Dortmund: Brinkhoffstraße

Stillgelegt: 1984
Status: Keine Gleisreste mehr vorhanden

[01] Brinkhoffstraße/Ecke Bahnhofstraße südlich der Bahnunterführung
November 2003  © Tramtracks

Immer wieder hat sich der Bereich um den Dortmunder Hauptbahnhof drastisch verändert. Nach der Aufgabe der oberirdischen Straßenbahnstrecken am 2. Juni 1984 wurden Flächen neu geordnet und bebaut. Zwischen Königswall und Bahnhofstraße entstand das im April 1994 eröffnete Harenberg City-Center, das mit seinen 70 Metern Höhe zu den innerstädtischen Landmarken gehört. Das Grundstück, auf dem das Bürohochhaus steht, war zuvor unbebaut und wurde zum Teil als Straßenbahntrasse genutzt.

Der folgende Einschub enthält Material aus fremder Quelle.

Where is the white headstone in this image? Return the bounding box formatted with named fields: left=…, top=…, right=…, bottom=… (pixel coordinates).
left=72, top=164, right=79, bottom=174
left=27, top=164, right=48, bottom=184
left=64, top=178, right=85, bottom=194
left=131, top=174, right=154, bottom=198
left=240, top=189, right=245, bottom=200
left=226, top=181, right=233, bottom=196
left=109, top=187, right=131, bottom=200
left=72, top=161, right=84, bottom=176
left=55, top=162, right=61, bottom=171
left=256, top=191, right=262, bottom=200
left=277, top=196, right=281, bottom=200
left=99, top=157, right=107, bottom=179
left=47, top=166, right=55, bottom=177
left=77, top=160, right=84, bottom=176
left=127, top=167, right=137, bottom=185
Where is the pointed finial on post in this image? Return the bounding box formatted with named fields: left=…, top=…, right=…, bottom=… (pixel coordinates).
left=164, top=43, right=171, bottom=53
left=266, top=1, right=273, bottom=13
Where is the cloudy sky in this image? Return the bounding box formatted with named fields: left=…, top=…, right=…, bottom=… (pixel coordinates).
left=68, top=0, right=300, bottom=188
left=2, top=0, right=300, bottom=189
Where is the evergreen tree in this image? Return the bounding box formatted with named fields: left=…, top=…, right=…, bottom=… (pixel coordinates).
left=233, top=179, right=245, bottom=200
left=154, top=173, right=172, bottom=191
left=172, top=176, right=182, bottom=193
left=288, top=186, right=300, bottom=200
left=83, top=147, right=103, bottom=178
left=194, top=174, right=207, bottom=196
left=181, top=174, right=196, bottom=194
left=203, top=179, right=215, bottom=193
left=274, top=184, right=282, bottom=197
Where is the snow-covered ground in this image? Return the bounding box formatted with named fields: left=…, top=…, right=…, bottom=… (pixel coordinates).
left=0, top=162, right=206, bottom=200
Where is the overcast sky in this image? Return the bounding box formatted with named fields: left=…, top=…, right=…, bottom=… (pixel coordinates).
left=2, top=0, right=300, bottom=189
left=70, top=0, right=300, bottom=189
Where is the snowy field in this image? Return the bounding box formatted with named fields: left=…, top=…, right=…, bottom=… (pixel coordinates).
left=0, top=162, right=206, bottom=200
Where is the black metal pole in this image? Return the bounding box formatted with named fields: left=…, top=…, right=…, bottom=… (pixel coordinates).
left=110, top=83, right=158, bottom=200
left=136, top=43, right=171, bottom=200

Diese Streckenführung stammte aus dem Jahr 1964: Zuvor fuhr die Straßenbahn auf der Bahnhofstraße, und zwar an der Mauer zum Hauptbahnhofsgelände entlang. Das Gleis gabelte sich dann an der Einmündung in die Brinkhoffstraße (die damals noch Sedanstraße hieß) auf, so dass die Wagen sowohl in Richtung Westentor als auch zur Schützenstraße abbiegen konnten. Die Kurve Richtung Nordstadt, die die Zweiachser nehmen konnten, war für die Achtachser dann zu eng. Daher wurden die Gleise mit größerem Radius ein Stück nach Süden verlegt. Den Abzweig Richtung Westentor ersetzte eine kurze Neubaustrecke über den Königswall.

[02] Brinkhoffstraße/Ecke Bahnhofstraße südlich der Bahnunterführung
November 2003  © Tramtracks
[03] Brinkhoffstraße/Ecke Bahnhofstraße südlich der Bahnunterführung
November 2003  © Tramtracks

Als 1910 die Eisenbahntrasse auf einen Damm gelegt wurde und die Tram nicht mehr vor den lange geschlossenen Schranken hätte warten müssen, wurde die Strecke in der Sedanstraße angelegt (und dafür die nördlich zur Eisenbahn verlaufende Strecke vom Steinplatz über Rossstraße (heute: Grüne Straße) aufgegeben.

Die letzte Linie, die bis 1984 die Gleise in der Brinkhoffstraße nutzte, war die 405. Sie fuhr über Schützenstraße und in den Jahren vor der Stilllegung eine Umleitung über Lessing- und Gneisenaustraße, um dann auf der Mallinckrodtstraße weiter in Richtung Huckarde, Westerfilde und Mengede zu fahren.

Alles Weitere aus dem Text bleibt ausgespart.